1/2 oz. dried porcini

1 cup hot water

3 cups chicken stock

2 Tbsp. unsalted butter

1 Tbsp. olive oil

2 large shallots, peeled and chopped

1 clove garlic, peeled and minced

2 fresh sage leaves, chopped

1 cup carnaroli, arborio or other risotto rice

1/2 cup dry Italian white wine

1/2 lb. fresh wild mushrooms (e.g. chanterelles, porcini), cleaned and sliced

1/2 cup grated Parmigiano-Reggiano cheese

Salt and freshly ground black pepper

Fresh white truffle shavings or a few drops of truffle oil

Soak dried porcini in hot water for 30 minutes. Remove porcini and reserve liquid. Rinse porcini thoroughly, drain well, chop coarsely and set aside. Strain liquid through a fine sieve or coffee filter and set aside.

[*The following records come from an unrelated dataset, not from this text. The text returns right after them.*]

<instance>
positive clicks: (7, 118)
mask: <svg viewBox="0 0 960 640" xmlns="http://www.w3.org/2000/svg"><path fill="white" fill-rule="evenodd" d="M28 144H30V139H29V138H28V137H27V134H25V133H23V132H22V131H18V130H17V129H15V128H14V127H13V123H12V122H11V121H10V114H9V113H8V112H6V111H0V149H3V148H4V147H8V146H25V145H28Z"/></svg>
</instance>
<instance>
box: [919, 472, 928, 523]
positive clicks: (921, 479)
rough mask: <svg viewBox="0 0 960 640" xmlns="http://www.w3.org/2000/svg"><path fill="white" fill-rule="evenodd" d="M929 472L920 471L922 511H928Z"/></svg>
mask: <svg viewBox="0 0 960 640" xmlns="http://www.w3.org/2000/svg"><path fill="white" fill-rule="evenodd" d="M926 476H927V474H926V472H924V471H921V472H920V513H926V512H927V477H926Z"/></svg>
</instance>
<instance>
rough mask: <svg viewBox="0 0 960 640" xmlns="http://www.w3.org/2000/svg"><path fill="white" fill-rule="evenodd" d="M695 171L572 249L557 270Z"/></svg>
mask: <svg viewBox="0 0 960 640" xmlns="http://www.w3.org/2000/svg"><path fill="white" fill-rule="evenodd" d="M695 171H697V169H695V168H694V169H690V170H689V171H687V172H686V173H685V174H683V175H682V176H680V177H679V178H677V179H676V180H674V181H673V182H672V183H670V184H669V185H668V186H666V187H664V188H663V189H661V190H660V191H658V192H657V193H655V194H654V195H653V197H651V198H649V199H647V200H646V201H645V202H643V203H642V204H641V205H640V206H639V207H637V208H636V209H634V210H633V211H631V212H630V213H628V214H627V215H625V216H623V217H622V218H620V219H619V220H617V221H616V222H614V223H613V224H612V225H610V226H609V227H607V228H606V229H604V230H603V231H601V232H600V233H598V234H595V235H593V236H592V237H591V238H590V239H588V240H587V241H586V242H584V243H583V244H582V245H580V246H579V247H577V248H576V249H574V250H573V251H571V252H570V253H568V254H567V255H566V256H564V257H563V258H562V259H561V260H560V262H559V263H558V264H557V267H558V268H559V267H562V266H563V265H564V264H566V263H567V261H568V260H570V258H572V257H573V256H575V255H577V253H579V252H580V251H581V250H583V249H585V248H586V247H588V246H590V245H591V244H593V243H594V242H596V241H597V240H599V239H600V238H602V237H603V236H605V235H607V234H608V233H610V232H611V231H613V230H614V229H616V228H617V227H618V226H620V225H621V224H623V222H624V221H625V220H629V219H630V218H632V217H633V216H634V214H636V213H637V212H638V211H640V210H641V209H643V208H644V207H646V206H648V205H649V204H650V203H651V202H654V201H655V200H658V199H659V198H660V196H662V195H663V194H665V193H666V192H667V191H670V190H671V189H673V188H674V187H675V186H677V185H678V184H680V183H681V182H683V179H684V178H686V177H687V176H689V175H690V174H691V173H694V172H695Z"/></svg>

In a medium pot, bring stock to a boil over high heat, then reduce heat to low and keep stock warm over low heat.

Heat butter  and olive oil in a large saucepan over medium heat. Add shallots, garlic and sage and cook, stirring occasionally until shallots are translucent, 5-7 minutes. Add rice and cook, stirring constantly until lightly toasted and coated with butter, about 5 minutes.

Add wine and cook until absorbed, stirring constantly about 3 minutes. Stir in all mushrooms, including reserved dried porcini, along with porcini liquid and 1/2 cup stock. Maintaining a simmer, cook, stirring frequently, until liquid is almost absorbed, 3 to 5 minutes. Continue adding stock, about 3/4 cup at a time, stirring frequently, until rice is tender but firm to bite, and mixture is creamy, about 20 minutes.

Remove risotto from heat, stir in Parmigiano, season to taste and serve immediately. Shave white truffles directly onto risotto at table. If not serving truffles, blend in a few drops of truffle oil before dividing up rice in separate bowls.